The square root symbol is over the entire line. So, if we factor out $h^2$ then we get $\sqrt(h^2)\sqrt(v^2+w^2)$ in that line. Then shouldn't $\sqrt(h^2) = |h|$? We can then move the h in the very bottom up to the top. I suppose I am not seeing where I am losing an h

4. Originally Posted by Alterah
For the first problem, in the first problem on this part:

$\lim_{h \to 0}(\frac{hv|hw|}{\sqrt(h^2v^2+h^2w^2)} - 0)/\color{red}{h}
$

The square root symbol is over the entire line. So, if we factor out $h^2$ then we get $\sqrt(h^2)\sqrt(v^2+w^2)$ in that line. Then shouldn't $\sqrt(h^2) = |h|$? We can then move the h in the very bottom up to the top. I suppose I am not seeing where I am losing an h
See above in red.

5. Originally Posted by Danny
See above in red.
I suppose I am figuring that I didn't lose that h because we can move it to the numerator. Below is all the steps I am going through.

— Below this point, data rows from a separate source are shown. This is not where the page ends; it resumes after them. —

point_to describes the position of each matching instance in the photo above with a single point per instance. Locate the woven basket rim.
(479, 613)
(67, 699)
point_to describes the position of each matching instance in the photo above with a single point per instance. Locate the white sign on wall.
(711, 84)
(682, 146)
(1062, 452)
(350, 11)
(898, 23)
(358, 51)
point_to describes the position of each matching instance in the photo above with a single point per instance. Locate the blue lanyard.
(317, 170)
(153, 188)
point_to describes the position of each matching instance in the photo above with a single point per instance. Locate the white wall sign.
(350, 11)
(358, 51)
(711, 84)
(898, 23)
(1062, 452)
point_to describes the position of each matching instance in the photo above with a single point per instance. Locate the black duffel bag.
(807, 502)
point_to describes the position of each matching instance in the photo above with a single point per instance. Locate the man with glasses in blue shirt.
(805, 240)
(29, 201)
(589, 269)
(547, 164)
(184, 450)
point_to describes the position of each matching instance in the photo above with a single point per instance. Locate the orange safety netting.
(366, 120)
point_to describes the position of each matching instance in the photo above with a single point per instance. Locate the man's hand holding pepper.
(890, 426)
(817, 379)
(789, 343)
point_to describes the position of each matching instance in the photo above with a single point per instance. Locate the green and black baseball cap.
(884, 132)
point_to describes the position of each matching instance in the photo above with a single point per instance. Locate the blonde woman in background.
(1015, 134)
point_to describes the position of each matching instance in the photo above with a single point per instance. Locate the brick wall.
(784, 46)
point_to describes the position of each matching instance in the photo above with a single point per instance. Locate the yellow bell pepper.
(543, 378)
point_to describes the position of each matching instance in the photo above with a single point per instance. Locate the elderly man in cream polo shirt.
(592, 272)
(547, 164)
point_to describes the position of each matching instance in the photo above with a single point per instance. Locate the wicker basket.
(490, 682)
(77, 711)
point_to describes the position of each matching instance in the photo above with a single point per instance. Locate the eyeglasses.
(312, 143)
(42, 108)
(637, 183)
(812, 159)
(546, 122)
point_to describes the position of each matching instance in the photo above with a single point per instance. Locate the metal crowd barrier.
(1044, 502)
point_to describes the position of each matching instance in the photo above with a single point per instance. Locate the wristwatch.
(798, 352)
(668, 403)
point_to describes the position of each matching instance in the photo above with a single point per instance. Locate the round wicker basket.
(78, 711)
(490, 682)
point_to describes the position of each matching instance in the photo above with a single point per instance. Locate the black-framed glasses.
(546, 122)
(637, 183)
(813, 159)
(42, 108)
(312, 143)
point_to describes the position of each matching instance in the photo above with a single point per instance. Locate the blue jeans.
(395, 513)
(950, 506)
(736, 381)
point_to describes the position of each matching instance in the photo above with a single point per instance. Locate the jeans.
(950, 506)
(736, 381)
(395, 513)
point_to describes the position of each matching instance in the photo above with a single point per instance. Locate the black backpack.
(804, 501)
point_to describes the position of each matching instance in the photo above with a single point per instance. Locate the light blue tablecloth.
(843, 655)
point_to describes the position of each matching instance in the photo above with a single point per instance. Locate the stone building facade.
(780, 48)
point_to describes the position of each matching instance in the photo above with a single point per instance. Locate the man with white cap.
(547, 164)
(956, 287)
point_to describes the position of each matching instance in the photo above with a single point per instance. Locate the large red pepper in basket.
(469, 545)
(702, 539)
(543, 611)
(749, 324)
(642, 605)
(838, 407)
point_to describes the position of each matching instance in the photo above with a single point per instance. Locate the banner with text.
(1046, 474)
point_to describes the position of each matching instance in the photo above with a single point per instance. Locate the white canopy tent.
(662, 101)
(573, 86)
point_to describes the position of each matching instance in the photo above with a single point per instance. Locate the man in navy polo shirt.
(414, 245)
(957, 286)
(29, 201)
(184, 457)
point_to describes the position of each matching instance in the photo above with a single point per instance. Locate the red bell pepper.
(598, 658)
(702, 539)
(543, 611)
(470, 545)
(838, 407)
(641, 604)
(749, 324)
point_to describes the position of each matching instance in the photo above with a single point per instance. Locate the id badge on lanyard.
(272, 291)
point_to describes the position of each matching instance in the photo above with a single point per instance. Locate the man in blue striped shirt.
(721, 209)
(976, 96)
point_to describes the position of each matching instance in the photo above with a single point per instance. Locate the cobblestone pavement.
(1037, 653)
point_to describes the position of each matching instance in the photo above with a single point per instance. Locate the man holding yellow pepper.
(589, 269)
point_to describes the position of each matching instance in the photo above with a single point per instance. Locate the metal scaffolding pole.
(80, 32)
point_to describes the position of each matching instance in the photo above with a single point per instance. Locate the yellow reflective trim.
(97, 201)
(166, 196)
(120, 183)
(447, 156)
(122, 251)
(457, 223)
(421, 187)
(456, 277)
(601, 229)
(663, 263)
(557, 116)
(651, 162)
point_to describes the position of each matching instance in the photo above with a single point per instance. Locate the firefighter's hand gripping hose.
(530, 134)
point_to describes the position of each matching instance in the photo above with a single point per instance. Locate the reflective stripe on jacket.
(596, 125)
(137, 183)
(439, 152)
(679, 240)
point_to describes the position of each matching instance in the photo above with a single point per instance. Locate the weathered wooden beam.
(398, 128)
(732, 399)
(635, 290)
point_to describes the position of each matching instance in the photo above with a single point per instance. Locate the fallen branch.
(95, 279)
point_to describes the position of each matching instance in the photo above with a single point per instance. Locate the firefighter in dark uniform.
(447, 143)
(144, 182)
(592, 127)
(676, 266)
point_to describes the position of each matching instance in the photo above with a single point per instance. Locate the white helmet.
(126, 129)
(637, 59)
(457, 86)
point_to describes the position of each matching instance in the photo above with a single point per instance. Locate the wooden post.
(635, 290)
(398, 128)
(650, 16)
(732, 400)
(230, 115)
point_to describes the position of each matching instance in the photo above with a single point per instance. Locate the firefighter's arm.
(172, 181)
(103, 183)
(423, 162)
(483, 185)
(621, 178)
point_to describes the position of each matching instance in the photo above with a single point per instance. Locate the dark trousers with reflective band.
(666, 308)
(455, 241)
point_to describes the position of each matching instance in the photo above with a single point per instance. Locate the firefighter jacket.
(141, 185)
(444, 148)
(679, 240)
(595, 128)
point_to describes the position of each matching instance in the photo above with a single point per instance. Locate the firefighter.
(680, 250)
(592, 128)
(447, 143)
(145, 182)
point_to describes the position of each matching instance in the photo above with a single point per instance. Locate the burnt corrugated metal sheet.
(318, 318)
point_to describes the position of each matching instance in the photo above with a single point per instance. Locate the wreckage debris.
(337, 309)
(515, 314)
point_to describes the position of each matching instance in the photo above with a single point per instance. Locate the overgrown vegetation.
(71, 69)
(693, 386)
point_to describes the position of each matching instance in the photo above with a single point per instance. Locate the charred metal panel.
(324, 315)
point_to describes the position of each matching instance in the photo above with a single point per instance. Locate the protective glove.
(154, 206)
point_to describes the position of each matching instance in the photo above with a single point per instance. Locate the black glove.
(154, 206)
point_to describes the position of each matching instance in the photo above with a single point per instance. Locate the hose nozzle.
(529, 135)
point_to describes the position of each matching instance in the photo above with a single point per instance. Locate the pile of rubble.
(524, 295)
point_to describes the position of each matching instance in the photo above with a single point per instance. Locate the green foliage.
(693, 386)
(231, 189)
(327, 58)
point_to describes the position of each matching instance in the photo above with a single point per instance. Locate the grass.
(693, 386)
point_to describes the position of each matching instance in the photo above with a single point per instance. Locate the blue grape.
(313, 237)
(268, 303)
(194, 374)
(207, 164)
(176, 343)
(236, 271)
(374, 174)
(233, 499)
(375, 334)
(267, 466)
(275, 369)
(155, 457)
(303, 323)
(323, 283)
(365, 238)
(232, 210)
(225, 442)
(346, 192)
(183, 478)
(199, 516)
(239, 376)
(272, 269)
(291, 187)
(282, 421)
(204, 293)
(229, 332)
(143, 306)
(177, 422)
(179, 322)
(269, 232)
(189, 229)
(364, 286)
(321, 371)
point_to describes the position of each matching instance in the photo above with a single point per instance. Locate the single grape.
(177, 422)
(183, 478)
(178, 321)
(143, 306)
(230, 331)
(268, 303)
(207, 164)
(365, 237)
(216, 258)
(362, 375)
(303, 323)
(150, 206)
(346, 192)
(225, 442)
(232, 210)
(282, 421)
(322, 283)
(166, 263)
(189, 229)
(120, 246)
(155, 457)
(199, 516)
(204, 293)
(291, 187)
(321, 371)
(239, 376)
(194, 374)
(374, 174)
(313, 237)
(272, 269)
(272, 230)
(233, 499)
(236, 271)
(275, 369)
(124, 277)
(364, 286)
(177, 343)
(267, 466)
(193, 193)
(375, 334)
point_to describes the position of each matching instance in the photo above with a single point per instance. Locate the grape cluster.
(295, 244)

$\lim_{h \to 0}(\frac{hv|hw|}{\sqrt(h^2v^2+h^2w^2)} - 0)/h$

is the same as:
$\lim_{h \to 0}\frac{\frac{hv|hw|}{\sqrt(h^2v^2+h^2w^2)}- 0} {h}$

$\lim_{h \to 0} \frac{\frac{hv|h||w|}{|h|\sqrt{v^2+w^2}}}{h}$

Becomes:

$\lim_{h \to 0} \frac{h^2v|h||w|}{|h|\sqrt{v^2+w^2}}$

$\lim_{h \to 0} \frac{h^2v|w|}{\sqrt{v^2+w^2}}$

But, I am obviously forgetting something or doing something wrong.

6. Originally Posted by Alterah
I suppose I am figuring that I didn't lose that h because we can move it to the numerator. Below is all the steps I am going through.

$\lim_{h \to 0}(\frac{hv|hw|}{\sqrt(h^2v^2+h^2w^2)} - 0)/h$

is the same as:
$\lim_{h \to 0}\frac{\frac{hv|hw|}{\sqrt(h^2v^2+h^2w^2)}- 0} {h}$

$\lim_{h \to 0} \frac{\frac{hv|h||w|}{|h|\sqrt{v^2+w^2}}}{h}$

Becomes: It's this step

$\lim_{h \to 0} \frac{h^2v|h||w|}{|h|\sqrt{v^2+w^2}}$

$\lim_{h \to 0} \frac{h^2v|w|}{\sqrt{v^2+w^2}}$

But, I am obviously forgetting something or doing something wrong.
Above in red. Note that $\frac{\frac{1}{a}}{b} = \frac{1}{ab}.$

7. Originally Posted by Danny
Above in red. Note that $\frac{\frac{1}{a}}{b} = \frac{1}{ab}.$
Thanks. Yeah, I am finally seeing where I went wrong.